The operationalization of new funding arrangements for assisting developing countries that are particularly vulnerable to respond to loss and damage is underway within the framework of the Paris Climate Agreement. In this context, key questions have to be addressed regarding the allocation of funds and recipients and how vulnerability to climate change will be factored into decision-making processes. This Study analyses evolutions in the scientific, legal, and financial domains on defining and characterizing vulnerability, in order to better understand implications for Parties to the United Nations Framework Convention on Climate Change and find potential avenues forward around this polarized issue.

Key Messages

  • The IPCC has evolved in characterizing vulnerability as biophysical/geographic to focusing on socio-economic drivers (institutional, economic, cultural), with a shift towards a “risk framing” that also recognizes structural vulnerabilities (as independent of climate change, exogenous).
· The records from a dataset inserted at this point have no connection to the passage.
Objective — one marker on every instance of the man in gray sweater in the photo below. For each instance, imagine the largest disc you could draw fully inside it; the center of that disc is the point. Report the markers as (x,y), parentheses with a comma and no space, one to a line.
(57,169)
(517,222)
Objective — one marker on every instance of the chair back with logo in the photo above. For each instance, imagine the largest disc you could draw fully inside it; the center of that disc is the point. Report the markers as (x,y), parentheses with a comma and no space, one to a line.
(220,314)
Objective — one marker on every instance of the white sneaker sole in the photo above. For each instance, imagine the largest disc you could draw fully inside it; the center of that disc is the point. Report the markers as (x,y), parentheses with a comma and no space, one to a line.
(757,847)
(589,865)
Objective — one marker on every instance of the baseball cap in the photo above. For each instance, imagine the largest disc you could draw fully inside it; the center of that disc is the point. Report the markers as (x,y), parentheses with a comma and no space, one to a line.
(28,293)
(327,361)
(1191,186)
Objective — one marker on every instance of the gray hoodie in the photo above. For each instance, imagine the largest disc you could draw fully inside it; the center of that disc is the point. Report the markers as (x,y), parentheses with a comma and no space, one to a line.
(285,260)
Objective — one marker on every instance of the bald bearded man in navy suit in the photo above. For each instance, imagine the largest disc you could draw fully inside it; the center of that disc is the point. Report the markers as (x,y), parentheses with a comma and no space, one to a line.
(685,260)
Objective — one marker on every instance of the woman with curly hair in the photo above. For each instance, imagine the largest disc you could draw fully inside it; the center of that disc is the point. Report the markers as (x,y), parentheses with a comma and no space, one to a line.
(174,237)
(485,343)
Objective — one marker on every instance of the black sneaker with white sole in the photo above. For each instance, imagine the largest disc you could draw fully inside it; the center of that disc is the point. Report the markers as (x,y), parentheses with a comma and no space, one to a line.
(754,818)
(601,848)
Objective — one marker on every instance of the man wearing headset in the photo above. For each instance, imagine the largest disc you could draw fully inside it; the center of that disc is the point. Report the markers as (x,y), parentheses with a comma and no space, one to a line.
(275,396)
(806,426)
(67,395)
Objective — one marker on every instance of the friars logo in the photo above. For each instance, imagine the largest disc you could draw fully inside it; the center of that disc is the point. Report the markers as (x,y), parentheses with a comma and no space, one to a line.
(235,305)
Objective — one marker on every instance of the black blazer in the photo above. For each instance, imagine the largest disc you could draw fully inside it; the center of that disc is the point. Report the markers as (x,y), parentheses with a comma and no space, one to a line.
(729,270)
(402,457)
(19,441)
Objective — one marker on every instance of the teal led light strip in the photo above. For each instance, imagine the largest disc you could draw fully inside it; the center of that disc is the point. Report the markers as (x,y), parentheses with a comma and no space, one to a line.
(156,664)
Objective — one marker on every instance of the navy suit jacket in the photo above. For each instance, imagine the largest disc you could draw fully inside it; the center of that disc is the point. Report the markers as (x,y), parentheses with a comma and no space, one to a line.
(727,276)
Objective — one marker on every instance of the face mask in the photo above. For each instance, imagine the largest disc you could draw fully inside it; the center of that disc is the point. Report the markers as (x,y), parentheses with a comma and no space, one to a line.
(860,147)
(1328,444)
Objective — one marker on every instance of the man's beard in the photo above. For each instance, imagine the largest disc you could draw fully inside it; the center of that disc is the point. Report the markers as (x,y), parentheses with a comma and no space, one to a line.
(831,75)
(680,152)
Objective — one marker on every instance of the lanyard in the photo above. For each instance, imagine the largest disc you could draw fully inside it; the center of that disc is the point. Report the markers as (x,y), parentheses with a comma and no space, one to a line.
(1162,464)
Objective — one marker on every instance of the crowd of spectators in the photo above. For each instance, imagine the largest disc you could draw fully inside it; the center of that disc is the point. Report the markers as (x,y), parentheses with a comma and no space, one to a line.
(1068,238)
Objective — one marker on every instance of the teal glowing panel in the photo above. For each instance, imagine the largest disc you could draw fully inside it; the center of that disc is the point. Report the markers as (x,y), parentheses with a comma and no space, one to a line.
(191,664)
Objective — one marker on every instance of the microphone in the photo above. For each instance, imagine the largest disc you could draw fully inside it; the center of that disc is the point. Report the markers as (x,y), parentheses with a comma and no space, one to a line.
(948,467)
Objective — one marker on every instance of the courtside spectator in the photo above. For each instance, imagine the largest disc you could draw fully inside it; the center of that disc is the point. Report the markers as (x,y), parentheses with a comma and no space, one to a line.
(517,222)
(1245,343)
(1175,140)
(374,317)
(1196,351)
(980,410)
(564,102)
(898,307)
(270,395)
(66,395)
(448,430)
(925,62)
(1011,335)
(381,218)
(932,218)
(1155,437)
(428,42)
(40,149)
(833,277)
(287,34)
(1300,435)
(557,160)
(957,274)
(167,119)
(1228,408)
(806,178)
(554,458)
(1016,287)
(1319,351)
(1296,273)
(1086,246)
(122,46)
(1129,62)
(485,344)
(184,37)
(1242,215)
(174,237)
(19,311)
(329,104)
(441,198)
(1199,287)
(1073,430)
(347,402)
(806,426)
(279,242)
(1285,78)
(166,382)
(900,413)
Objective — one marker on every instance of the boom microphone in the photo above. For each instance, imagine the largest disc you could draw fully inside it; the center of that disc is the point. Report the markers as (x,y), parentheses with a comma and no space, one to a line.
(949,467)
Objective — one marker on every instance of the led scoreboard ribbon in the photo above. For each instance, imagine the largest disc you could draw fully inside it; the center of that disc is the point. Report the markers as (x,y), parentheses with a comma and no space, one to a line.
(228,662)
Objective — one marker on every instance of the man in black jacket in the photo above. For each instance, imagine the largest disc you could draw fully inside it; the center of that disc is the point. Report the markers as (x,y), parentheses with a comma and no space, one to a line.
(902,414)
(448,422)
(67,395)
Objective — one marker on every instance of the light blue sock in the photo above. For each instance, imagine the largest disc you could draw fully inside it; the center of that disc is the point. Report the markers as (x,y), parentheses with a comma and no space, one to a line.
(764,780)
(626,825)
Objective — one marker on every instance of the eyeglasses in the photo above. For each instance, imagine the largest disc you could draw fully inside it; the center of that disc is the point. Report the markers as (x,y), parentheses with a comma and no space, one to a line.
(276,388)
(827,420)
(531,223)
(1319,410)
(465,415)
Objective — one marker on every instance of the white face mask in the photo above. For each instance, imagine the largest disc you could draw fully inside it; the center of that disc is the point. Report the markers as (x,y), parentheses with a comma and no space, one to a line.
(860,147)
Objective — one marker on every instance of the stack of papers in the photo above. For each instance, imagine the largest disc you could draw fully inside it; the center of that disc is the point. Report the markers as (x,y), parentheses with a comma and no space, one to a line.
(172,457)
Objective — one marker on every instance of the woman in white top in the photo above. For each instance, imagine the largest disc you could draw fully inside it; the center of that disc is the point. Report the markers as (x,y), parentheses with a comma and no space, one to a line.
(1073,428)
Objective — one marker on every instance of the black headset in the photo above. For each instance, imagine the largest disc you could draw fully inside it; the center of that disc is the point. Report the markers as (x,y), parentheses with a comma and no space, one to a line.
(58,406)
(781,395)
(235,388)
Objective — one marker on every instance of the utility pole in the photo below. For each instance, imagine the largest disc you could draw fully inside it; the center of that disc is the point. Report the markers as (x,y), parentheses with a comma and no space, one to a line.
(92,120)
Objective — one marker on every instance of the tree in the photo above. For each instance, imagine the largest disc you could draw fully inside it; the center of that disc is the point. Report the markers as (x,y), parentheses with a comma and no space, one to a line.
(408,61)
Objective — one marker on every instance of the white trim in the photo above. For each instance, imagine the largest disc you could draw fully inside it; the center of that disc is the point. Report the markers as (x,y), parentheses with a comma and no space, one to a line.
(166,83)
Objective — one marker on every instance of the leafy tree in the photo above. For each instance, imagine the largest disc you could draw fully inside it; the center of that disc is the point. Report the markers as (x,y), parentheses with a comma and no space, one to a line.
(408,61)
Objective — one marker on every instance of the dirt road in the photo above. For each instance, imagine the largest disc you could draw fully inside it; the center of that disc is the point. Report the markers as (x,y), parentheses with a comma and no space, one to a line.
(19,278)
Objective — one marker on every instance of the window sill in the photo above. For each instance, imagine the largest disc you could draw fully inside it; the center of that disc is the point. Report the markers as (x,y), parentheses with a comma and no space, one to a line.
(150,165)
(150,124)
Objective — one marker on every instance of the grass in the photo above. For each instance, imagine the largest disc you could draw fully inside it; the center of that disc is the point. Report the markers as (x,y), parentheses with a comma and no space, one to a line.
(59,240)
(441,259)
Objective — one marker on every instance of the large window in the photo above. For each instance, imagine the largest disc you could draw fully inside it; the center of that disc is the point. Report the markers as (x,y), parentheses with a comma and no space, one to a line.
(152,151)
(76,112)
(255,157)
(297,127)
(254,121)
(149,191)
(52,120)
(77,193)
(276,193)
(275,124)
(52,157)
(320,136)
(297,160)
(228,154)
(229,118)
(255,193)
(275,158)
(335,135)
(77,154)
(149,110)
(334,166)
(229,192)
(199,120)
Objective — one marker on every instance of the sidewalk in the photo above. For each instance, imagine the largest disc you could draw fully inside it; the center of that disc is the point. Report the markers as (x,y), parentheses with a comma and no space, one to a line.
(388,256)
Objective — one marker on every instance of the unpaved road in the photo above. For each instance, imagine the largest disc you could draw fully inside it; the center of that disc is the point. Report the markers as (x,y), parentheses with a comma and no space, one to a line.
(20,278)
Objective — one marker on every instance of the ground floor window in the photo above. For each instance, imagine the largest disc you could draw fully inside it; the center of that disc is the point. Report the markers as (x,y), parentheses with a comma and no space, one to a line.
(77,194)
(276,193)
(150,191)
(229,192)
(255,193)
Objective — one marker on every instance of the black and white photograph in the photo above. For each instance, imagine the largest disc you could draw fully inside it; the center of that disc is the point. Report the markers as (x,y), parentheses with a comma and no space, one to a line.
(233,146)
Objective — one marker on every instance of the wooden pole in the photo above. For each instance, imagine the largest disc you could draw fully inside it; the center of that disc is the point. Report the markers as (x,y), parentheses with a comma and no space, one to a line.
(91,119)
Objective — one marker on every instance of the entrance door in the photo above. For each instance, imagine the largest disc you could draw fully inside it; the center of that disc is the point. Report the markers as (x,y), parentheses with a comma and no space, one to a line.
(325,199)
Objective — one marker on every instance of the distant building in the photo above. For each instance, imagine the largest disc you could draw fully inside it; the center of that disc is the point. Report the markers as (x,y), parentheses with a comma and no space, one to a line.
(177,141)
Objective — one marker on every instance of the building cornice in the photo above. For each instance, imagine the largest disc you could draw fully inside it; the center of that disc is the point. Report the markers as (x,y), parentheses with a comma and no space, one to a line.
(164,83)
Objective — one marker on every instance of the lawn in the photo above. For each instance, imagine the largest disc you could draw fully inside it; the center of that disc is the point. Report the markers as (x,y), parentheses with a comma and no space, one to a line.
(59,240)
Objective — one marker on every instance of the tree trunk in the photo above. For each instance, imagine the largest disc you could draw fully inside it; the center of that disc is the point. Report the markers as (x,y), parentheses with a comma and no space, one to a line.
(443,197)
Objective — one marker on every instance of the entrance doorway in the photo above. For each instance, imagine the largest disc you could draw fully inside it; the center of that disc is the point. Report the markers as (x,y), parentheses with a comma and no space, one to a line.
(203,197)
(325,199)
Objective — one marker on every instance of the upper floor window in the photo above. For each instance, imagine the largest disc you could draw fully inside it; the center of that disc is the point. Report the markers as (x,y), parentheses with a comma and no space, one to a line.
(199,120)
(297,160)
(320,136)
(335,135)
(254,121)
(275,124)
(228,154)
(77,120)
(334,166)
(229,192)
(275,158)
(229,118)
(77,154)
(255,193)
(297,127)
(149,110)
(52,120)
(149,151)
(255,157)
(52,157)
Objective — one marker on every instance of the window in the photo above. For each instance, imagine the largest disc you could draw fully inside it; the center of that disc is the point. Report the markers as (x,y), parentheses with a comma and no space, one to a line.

It is understood that vulnerability differs across communities and contexts, that it is changing and that cross comparisons risk losing important contextual place-based specificities.
     
  • Officially established in 1992, the UNFCCC lists small island developing States and a range of biophysical characteristics prone to climate vulnerability as “particularly vulnerable”; and the Bali Action Plan (2007) highlights “especially” Least Developed Countries (LDCs), Small Island Developing States (SIDS), and African countries (i.e. 91 countries out of the 134 developing countries members of the Group of 77 and China).
     
  • Multilateral funding mechanisms for adaptation (e.g. Adaptation Fund, Least Developed Countries Fund and Special Climate Change Fund) target developing countries, and use vulnerability as a criteria for eligibility and allocation of funding. Given that no metric is available for vulnerability, economic (developing country income status), physical and geographic features (low-lying coastal areas, SIDS) and hazards (droughts, desertification) have important weight on how funding is prioritized on a project basis.
     
  • Components of vulnerability (income indicators, biophysical features and geographies) correspond to Party groups under the UNFCCC such as LDCs, SIDS and Africa regional group. However, strict interpretations of vulnerability under the Convention limits consideration of evolving countries (i.e. those recommended for graduation to higher income status) and underrepresented regions (South East Asia, South and Central America) that are vulnerable to climate change and Loss and Damage.
     
  • Current international climate policy and multilateral agenda items on Loss and Damage, climate finance reforms (Paris Summit, Bridgetown Agenda, World Bank roadmap) suggest there is room for transforming adaptation finance, and vulnerability has a space in these discussions. To address systemic and structural vulnerabilities, some consideration of the multi-dimensional vulnerability index developed by the UN and endorsed by the Association of Small Island Developing States could help understand evolving countries’ needs, including facing limits beyond adaptation.